When you download a data source, the zipped file has the name of the data source. For example, AD_Identities.zip. The files within the zipped file are generically named in English and can include the following files:

  • Identity_Source.json or Application_Source.json file (depending on type of data source) which contains the configuration of the data source and all of its collectors.

  • Attribute files containing the schema elements used by the collectors within the data source. For example, USER_Attributes.json, PERMISSION_Attributes.json, and APPLICATION_attributes.json.

  • Template files containing the collector template name and version used to create the collectors in the data source. For example, Template_AD-Account_3.6.0.json.

  • Categories.json file when categories are applied to the source.

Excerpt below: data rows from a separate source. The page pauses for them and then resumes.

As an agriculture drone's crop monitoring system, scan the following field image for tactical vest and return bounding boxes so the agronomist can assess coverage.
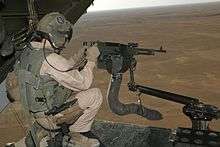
[16,47,72,114]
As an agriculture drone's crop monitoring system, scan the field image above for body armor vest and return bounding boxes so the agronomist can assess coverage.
[16,47,72,114]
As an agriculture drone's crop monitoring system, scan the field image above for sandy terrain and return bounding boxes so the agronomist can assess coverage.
[0,3,220,146]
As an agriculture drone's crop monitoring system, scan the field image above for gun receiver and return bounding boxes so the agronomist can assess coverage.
[83,41,166,74]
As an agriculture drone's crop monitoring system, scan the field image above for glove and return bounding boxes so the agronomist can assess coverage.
[86,45,100,62]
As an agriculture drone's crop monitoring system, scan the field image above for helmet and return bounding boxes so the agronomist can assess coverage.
[37,12,72,50]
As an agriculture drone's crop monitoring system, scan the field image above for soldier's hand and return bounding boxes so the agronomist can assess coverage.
[86,45,100,62]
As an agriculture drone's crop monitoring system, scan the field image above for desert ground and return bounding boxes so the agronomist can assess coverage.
[0,3,220,146]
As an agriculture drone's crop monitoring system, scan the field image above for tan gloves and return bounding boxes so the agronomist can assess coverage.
[86,45,100,62]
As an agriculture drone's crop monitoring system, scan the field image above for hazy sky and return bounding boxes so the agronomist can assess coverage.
[88,0,220,11]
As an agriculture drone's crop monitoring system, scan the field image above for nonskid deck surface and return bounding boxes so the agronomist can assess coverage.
[92,121,173,147]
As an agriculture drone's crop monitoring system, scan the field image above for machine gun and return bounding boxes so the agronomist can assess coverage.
[84,41,220,147]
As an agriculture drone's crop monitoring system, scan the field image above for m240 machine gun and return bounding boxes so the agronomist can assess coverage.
[84,41,220,147]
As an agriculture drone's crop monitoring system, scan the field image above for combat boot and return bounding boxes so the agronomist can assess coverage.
[69,132,100,147]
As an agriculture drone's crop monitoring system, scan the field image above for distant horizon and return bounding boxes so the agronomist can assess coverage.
[88,0,220,12]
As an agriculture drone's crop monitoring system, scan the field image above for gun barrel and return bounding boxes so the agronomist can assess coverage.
[134,47,166,55]
[136,85,199,105]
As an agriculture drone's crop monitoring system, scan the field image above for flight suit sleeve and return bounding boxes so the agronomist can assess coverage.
[40,53,95,91]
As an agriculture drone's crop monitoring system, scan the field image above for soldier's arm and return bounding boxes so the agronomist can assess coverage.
[41,54,95,91]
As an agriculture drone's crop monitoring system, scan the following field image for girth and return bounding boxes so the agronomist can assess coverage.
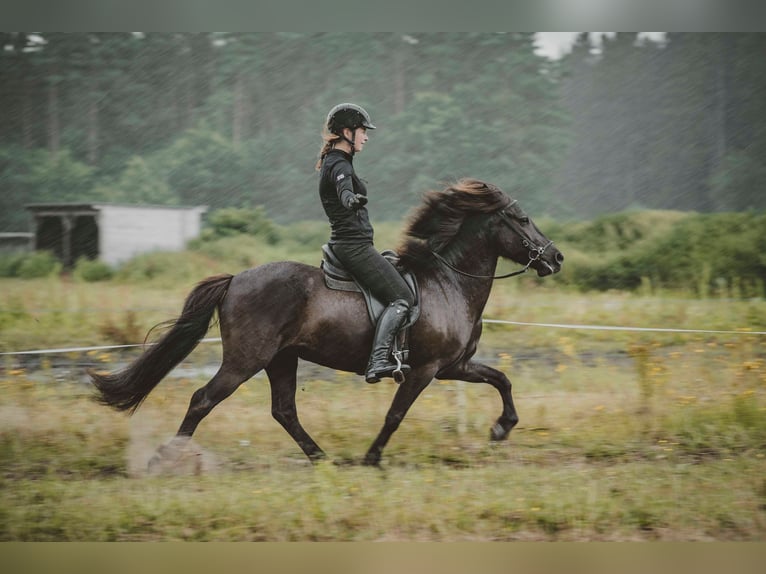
[320,244,420,332]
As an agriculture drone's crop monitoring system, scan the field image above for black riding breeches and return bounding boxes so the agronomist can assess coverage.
[332,243,415,307]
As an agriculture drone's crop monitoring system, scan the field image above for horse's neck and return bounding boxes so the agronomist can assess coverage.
[436,245,498,318]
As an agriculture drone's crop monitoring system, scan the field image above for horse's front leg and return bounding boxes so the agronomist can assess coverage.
[364,370,433,466]
[436,361,519,440]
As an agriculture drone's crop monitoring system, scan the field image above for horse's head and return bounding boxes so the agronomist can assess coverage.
[399,179,564,279]
[492,200,564,277]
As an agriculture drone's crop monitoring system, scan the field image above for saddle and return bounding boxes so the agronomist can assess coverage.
[320,244,420,360]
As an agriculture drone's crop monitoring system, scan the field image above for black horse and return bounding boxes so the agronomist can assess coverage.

To download data source and associated files:

  1. Select a data source, then select Test Collection and Troubleshooting.

  2. Select Download and Emulation.

  3. Click Download Data Source Configuration.

    1. Type a meaningful description such as the collector name.

    2. (Optional) Download included templates, assigned categories, and associated attribute definitions.

    3. Select the download icon on the top title bar to access the saved file and download the file.

      HINT:We recommend creating a folder for each data source zipped file and extracting the contents into that folder. This ensures that the similarly named files from different sources are not mixed together or overwrite those from other sources.

To import associated files and data source:

  1. (Conditional) If your data source has custom schema or categories associated with it, import the previously downloaded schema files or category files before importing the data source. To import attributes definitions, navigate to the respective attribute page under Data Administration and import respective attribute file. To import categories and templates, select respective options under Configuration.

  2. Under Data Sources, select Identities or Applications.

  3. Select Import an identity source or Import an application source.

  4. Based on the type of data source, select the Identity_Source.json or the Application_Source.json file.